El Challenger SRT Demon, es según Dodge el auto más rápido del mundo de serie en aceleración y con el V8 más poderoso jamás fabricado para un auto de serie. Son dos declaraciones muy fuertes, sustentadas por sus cifras (las que ni se acercaban a las especulaciones que habíamos mencionado previamente), especialmente cuando hablamos de un motor Hemi 6.2 de 840 hp y 770 libras-pie de torque, asociada a una caja TorqueFlite 8HP90 automática de 8 velocidades. Los motores V8 de la Formula Uno solo alcanzaban los 750 hp como medida aproximada, y un LaFerrari, 800 hp en un V12 con KERS, para que se hagan una idea. Con una aceleración de 0-60 millas en 2,3 segundos y el cuarto de milla en 9,65 segundos no quedan dudas.
Este V8 tiene todo reforzado, desde el convertidor de par hasta la distribución y logra su potencia gracias a un supercargador de 2.7 litros y 14.5 libras de potencia, en conjunto con importantes entradas de aire y el primer sistema de enfriamiento por transferencia, usando el propio aire acondicionado de fábrica (SRT Power Chiller), cuando se requiere. Incluso puede funcionar con combustible de competencia, con tan solo presionar un botón.
 El SRT Demon es tan rápido que acaba de ser vetado de la NHRA (National Hot Rod Association) por superar el limite para vehiculos de producción.
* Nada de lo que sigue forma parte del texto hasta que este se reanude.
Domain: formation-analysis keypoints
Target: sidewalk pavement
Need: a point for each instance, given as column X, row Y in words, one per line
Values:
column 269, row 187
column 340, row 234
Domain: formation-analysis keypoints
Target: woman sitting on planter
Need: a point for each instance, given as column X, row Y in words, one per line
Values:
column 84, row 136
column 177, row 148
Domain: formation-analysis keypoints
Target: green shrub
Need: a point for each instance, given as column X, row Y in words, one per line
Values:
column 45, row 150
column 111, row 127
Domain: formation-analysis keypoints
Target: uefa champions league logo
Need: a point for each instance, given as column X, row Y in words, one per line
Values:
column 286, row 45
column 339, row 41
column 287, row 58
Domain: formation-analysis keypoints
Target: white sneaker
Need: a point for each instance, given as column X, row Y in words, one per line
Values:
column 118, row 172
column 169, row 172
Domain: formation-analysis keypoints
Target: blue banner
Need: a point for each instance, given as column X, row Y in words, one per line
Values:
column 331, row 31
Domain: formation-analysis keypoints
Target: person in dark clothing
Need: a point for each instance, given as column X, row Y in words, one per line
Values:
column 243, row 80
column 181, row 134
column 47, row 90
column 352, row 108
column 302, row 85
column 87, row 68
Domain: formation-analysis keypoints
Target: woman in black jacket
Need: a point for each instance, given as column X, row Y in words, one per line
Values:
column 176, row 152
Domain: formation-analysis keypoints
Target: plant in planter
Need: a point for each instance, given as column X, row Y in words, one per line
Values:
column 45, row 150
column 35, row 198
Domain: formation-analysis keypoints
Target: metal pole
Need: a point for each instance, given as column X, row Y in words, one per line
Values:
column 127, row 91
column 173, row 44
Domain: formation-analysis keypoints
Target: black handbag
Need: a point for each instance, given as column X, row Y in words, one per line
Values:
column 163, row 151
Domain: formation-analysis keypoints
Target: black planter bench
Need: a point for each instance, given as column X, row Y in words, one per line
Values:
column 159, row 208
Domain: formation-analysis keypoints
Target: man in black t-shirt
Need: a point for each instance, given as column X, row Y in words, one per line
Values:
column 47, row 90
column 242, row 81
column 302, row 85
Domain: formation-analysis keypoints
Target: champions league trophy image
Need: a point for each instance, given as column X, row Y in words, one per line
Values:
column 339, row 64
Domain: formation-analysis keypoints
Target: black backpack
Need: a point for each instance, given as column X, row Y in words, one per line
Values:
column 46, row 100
Solo puedes competir con el usando una licencia de competición, un casco, traje antiflamas, refuerzos de seguridad en el tren motriz, jaula antivuelco y una malla en la ventana. 
Lo primero, el Demon se sometió a una dieta de 200 libras. De hecho, se vende solo con un asiento deportivo, aunque si necesitas los asientos de atrás o el del pasajero, puedes encargarlos como opcional, al igual que el sistema de audio. Esto se logró gracias a barras estabilizadoras huecas, frenos y llantas aligeradas, supresión de sensores de estacionamiento, sistema de audio (16 parlantes), alfombras e insonorización innecesaria, así como el ajuste eléctrico de la dirección. Si lo deseas, que sabemos que sí, también puedes agregar un arnés de cuatro puntas.
Por fuera, presenta un discreto bodykit que lo hace ver más ancho, necesario, puesto que calza sendas llantas 18x11 con neumáticos 315/40 R18 fabricados por Nitto, específicamente para el modelo. Estas ruedas ocultan un poderoso kit de frenos Brembo (con modo Drag, para calentar los neumáticos del tren trasero) y un esquema de suspensión pensado exclusivamente para contrarrestar la transferencia de peso provocada por un arrancón, mejorando el agarre.
El Demon incorpora además un manual detallado con todas las funciones nuevas del modelo, recomendaciones para su uso en pista y herramientas específicas para adaptar el modelo para los drags, incluyendo neumáticos más pequeños para el tren delantero y piezas extra.
 Solo en caso de, el Demon se entrega con dos llaves. La primera limita la potencia a 500 Hp. La segunda libera los 808 Hp del modelo. Los 840 Hp solo se logran con combustible de carreras.
El Demonio de Dodge se fabricará en 3,300 unidades limitadas y 14 colores a elegir por ahora. Quién sabe si la demanda aumenta lo suficiente como para seguir fabricándolo durante más años y así sembrar el pánico y el caos por las calles del mundo por mucho tiempo más.